Disclaimers: Original Fiction. The characters are mine created for your reading pleasure.

Violence/Language: Art imitates life, so yeah a little of both.

Sex: This short features alternative content. If you are under the age of 17 or if this is illegal where you live then please read no further. There. I have done my due diligence.

Feedback can be sent to: Bardboi83@yahoo.com


The Beginning Starts At The End

By AC


I am looking at her. She's sleeping and she looks innocent. She looks as though she's at peace. I know she is never at peace and I know she is far from innocent.
She rests her cheek against the palm of one hand and the other is resting palm up on the opposite shoulder. I run my finger down its center and wrap my fingers around
the back of it. It's as soft as I thought it would be. As soft as I knew it would be. For hands as slender as hers I know they hold within them strength and I know that
although they appear delicate from a distance, they are anything but. I know they are rough and they are capable. I know she will use them.

I would not call her beautiful, because she is not. I wouldn't even call her pretty at this point. Once upon a time, I would have said she was magnificent. I would have said she is beautiful, because once upon a time she was. Once upon a time she radiated a warmth that was inviting. Once upon a time she would cast her eyes to me, so pale blue they were almost white. They were disarming. Her hair was soft and it was brown and it framed her face, which was smooth and pale. Her body, though never perfect, was that of a woman, with all the softness and curves a woman should have. She was my world. She was my everything. I was blind.

For one kind word I would have moved heaven from the earth. I would have swum a thousand miles and I would have walked even further. She needed something. She reached out to me. She told me a I was strong and she told me that she loved me. Her children told me that they loved me. She told me I was the one and I believed every word. I devoted my life to making her happy. To making her sons happy. She wanted a place of our own and I went and I found one for us. I worked seven days a week so that we could have it. We had nothing and I pulled strings so that at the very least we could have a couch and table. I managed to find a bed and managed to furnish the boys' room. I managed to find a lot of things and I managed to put it together. I managed it all for them.

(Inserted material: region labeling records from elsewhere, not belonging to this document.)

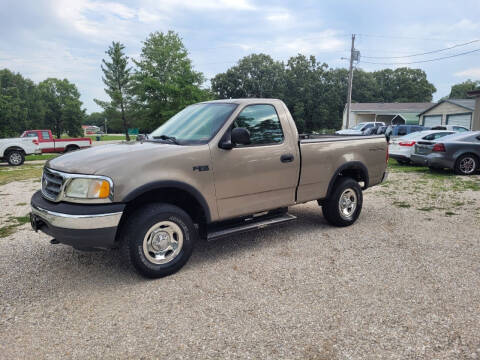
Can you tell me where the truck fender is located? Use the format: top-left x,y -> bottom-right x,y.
122,180 -> 211,223
326,161 -> 369,198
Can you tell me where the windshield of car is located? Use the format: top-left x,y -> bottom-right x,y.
148,103 -> 237,145
350,123 -> 367,130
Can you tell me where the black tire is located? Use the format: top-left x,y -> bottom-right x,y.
454,154 -> 480,175
6,150 -> 25,166
322,177 -> 363,227
123,203 -> 198,278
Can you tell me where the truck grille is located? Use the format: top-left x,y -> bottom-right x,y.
42,168 -> 64,201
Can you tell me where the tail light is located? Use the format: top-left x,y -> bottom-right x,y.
432,143 -> 446,152
398,141 -> 415,146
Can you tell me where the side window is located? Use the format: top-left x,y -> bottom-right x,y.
234,105 -> 283,145
397,126 -> 407,136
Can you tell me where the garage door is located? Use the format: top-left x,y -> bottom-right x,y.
447,113 -> 472,129
423,115 -> 442,127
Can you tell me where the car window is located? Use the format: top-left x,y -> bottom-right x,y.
234,105 -> 283,145
397,126 -> 407,136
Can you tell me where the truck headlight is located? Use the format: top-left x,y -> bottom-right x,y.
64,178 -> 112,199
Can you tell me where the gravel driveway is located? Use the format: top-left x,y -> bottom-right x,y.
0,174 -> 480,359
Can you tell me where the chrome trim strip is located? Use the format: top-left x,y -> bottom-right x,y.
32,205 -> 123,230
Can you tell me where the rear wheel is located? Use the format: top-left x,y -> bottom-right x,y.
455,154 -> 479,175
123,204 -> 198,278
322,177 -> 363,227
6,150 -> 25,166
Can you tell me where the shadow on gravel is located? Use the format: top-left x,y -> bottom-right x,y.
3,208 -> 328,300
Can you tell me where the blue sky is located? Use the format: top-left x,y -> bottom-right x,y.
0,0 -> 480,112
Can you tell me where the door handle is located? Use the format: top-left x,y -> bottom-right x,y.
280,154 -> 294,162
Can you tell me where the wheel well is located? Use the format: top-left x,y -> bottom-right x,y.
123,187 -> 207,224
326,162 -> 369,198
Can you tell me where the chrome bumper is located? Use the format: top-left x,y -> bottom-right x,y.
32,204 -> 123,230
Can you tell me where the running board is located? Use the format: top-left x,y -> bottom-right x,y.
207,213 -> 297,241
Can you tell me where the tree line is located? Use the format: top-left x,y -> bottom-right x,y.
0,31 -> 480,138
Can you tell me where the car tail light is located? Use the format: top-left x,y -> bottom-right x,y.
432,143 -> 446,152
398,141 -> 415,146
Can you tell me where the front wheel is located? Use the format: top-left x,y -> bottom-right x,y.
322,177 -> 363,227
123,204 -> 198,278
7,150 -> 25,166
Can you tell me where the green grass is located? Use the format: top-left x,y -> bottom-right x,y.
0,164 -> 43,185
25,154 -> 59,161
0,215 -> 30,238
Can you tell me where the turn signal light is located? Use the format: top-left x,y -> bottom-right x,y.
432,143 -> 446,152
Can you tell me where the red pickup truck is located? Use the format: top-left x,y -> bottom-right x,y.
21,130 -> 92,153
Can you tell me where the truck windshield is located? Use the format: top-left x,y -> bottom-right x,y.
148,103 -> 237,145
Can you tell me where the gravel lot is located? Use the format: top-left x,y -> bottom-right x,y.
0,173 -> 480,359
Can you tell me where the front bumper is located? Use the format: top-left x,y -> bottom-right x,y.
30,191 -> 125,249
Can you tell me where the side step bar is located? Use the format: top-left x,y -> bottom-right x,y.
207,213 -> 297,241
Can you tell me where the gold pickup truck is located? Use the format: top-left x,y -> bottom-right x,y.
31,99 -> 388,277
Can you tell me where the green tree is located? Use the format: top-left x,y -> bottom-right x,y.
38,78 -> 85,137
95,41 -> 131,141
211,54 -> 285,99
132,31 -> 210,130
448,79 -> 480,99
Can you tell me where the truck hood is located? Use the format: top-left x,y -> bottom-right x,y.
46,142 -> 188,176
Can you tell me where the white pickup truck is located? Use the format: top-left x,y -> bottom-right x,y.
0,137 -> 42,166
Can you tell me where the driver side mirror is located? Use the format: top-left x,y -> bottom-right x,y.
232,128 -> 250,145
218,128 -> 250,150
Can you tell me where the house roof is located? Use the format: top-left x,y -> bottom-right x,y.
350,103 -> 434,113
418,99 -> 475,116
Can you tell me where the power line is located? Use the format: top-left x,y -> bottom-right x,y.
362,49 -> 480,65
362,39 -> 480,59
357,34 -> 465,41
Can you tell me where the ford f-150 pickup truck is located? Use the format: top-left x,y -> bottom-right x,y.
22,130 -> 92,153
0,137 -> 41,166
31,99 -> 388,277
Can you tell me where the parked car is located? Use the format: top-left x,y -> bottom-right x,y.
376,125 -> 388,135
0,138 -> 41,166
385,125 -> 426,141
431,125 -> 470,132
335,121 -> 385,135
388,130 -> 455,164
21,130 -> 92,153
31,99 -> 388,277
411,131 -> 480,175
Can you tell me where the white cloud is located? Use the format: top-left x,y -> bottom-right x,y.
454,67 -> 480,80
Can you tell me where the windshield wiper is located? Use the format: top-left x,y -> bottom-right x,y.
153,135 -> 180,145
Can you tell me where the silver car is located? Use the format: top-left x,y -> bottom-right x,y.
410,131 -> 480,175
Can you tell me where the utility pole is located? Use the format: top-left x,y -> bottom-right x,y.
345,34 -> 358,129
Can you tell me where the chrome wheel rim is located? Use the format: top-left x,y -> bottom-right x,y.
338,188 -> 358,220
143,221 -> 183,264
458,157 -> 476,174
10,152 -> 22,165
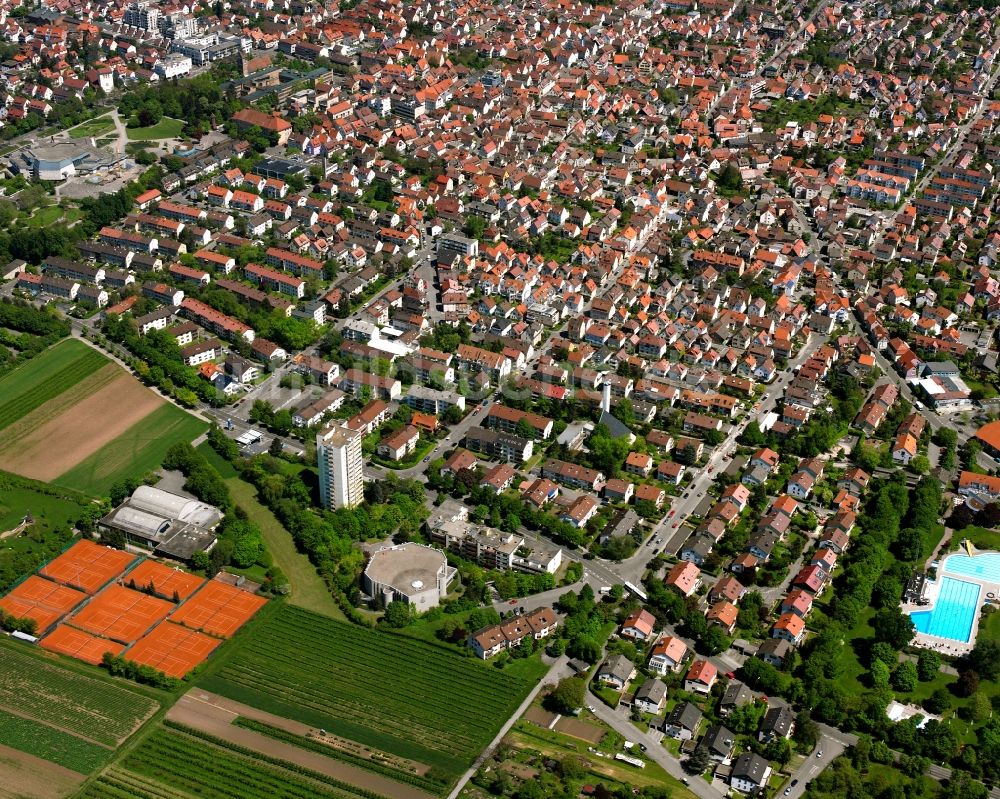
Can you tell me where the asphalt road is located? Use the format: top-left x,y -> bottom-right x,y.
587,691 -> 724,799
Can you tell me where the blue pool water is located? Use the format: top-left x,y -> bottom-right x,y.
941,552 -> 1000,583
910,576 -> 981,644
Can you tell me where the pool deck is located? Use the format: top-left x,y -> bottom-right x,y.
902,553 -> 1000,657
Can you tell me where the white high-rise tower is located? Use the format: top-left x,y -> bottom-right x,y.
316,424 -> 365,510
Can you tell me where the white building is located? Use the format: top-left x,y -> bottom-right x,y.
362,542 -> 456,612
316,424 -> 365,510
153,53 -> 192,80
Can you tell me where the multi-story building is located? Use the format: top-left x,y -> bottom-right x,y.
465,427 -> 534,463
316,424 -> 365,510
122,1 -> 160,31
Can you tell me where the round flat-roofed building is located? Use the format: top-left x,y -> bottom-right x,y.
362,542 -> 455,612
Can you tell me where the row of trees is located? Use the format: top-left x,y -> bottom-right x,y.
101,652 -> 180,691
118,72 -> 243,136
209,428 -> 428,624
102,314 -> 225,408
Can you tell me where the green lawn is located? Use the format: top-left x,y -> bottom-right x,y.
952,525 -> 1000,551
225,476 -> 346,619
0,472 -> 90,593
25,205 -> 63,228
67,114 -> 115,139
55,403 -> 208,496
128,117 -> 184,141
371,438 -> 437,470
195,441 -> 239,480
837,608 -> 875,693
504,718 -> 695,799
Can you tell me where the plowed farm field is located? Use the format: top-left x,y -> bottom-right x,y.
0,340 -> 207,495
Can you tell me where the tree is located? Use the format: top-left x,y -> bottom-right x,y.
969,638 -> 1000,680
910,455 -> 931,474
924,688 -> 951,714
892,660 -> 917,694
514,417 -> 535,440
872,608 -> 915,649
955,669 -> 979,696
792,710 -> 819,752
548,677 -> 587,714
462,215 -> 486,239
382,599 -> 413,629
917,649 -> 941,682
715,161 -> 743,192
681,746 -> 710,774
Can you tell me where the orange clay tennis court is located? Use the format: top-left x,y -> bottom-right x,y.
41,539 -> 136,594
39,624 -> 125,666
0,574 -> 87,633
125,621 -> 222,678
170,580 -> 267,638
123,560 -> 205,601
69,584 -> 174,644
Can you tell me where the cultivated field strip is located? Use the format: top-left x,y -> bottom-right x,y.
203,607 -> 530,773
0,646 -> 157,747
81,767 -> 193,799
0,350 -> 113,438
0,708 -> 113,774
78,728 -> 390,799
0,341 -> 108,426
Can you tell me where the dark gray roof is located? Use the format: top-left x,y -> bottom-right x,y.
731,752 -> 770,785
597,655 -> 635,682
721,680 -> 753,709
701,724 -> 736,757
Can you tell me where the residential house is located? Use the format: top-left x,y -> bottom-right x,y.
648,635 -> 688,676
619,608 -> 656,641
684,659 -> 719,695
594,655 -> 638,691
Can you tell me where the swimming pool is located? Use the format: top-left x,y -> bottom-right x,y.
941,552 -> 1000,583
910,576 -> 980,644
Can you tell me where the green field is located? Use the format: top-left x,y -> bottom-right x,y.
128,117 -> 184,141
77,725 -> 390,799
202,605 -> 544,786
0,340 -> 110,430
55,404 -> 208,496
0,709 -> 113,774
223,476 -> 346,619
0,472 -> 90,593
0,643 -> 157,751
67,114 -> 115,139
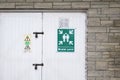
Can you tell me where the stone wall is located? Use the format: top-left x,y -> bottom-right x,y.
0,0 -> 120,80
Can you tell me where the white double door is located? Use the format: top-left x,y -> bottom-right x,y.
0,12 -> 86,80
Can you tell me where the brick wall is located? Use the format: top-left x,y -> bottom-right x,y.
0,0 -> 120,80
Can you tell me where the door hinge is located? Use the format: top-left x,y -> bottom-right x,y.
33,63 -> 44,70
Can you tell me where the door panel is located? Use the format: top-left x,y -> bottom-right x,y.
43,13 -> 86,80
0,13 -> 42,80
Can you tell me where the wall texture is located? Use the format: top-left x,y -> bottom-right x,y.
0,0 -> 120,80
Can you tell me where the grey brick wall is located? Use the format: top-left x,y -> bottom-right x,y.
0,0 -> 120,80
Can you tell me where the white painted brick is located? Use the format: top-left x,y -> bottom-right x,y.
72,2 -> 90,8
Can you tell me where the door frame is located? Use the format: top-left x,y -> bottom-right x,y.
0,8 -> 88,80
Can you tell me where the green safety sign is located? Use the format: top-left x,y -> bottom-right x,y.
57,29 -> 75,52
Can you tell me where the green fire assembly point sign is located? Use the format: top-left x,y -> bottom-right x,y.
57,29 -> 75,52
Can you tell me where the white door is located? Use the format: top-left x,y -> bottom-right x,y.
43,13 -> 86,80
0,13 -> 42,80
0,13 -> 86,80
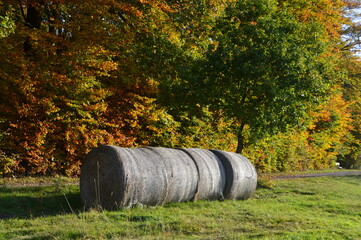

I think we were happy for a time, the four of us. I really do. I did what I had to in order to make sure that they didn't go without. I did what I had to make sure that they would never again want for or need for anything in the world because I knew that she wanted and needed for so long before she had me. I knew the boys wanted and needed much more than they ever would have had. And to make sure that they didn't go without I did everything and anything I needed to do. To see them happy and well taken care of I would have gone with nothing and so I did. I never complained.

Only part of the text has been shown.